The motive was that Porsche needed a support vehicle for its Paris-Dakar rally campaign, which makes all the more sense when you remember what they were running in the Dakar back in the mid-1980s: the monstrous Porsche 959. While there’d be no keeping up with that, a Porsche-powered bus would at least allow mechanics to sprint between road sections ready to tend to the 959s after a day in the desert.

What elevates this bus further is that it was built for the former CEO of Porsche, Peter W. Schutz. Schutz, who died in 2017, took the reins at Porsche in the early 1980s and was instrumental in turning its ailing fortunes around.

He not only brought about quality improvements, but was also responsible for encouraging further development of the 911 – a car that might otherwise have died out in the 1980s – and presiding over the brand’s dominance of sports car racing and Le Mans with the 956.

Oh, and he was also a driving force behind the 959, so it’s quite appropriate that Schutz was given one of the B32s, this one built at Porsche’s workshop in Welcherath, near the Nürburgring, and painted in a pearlescent white with tan leather trim. Finished, naturally, with a set of period-correct Fuchs alloy wheels.

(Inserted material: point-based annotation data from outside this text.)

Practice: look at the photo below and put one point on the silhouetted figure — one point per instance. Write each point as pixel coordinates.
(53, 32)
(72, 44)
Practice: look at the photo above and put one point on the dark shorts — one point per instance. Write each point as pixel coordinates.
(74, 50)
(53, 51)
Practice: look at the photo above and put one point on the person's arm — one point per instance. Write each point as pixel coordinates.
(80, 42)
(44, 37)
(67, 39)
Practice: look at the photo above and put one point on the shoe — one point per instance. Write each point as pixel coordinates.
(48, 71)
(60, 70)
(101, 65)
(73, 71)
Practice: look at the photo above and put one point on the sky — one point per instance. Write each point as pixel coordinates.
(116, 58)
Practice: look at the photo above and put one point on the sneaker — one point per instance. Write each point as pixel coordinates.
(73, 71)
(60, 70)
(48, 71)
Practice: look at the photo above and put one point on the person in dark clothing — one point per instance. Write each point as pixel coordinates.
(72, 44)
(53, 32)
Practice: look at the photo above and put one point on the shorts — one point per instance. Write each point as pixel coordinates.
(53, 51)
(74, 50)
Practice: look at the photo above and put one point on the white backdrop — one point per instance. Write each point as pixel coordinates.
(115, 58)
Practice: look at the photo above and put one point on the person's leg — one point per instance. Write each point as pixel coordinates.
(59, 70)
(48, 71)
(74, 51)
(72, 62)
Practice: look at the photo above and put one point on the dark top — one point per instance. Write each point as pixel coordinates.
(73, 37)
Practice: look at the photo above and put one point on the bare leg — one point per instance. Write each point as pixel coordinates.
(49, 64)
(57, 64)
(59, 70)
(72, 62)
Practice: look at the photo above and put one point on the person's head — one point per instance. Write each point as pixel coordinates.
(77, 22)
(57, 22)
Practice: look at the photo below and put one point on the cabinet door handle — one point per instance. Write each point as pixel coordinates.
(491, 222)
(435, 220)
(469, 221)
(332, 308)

It’s said to be good for 185km/h or 115mph, and we wonder how often that claim has been tested in its homeland, given its fairly healthy mileage: 130,770km on the clock equates to just over 81,000 miles.

The ad suggests it’d benefit from some paintwork and new doorcards, which seems a bit rich given the price, but we don’t see Porsche making any 992-powered Caravelles for current CEO Oliver Blume, so this is about as good as things get if you want a Volkswagen van with a Porsche VIN.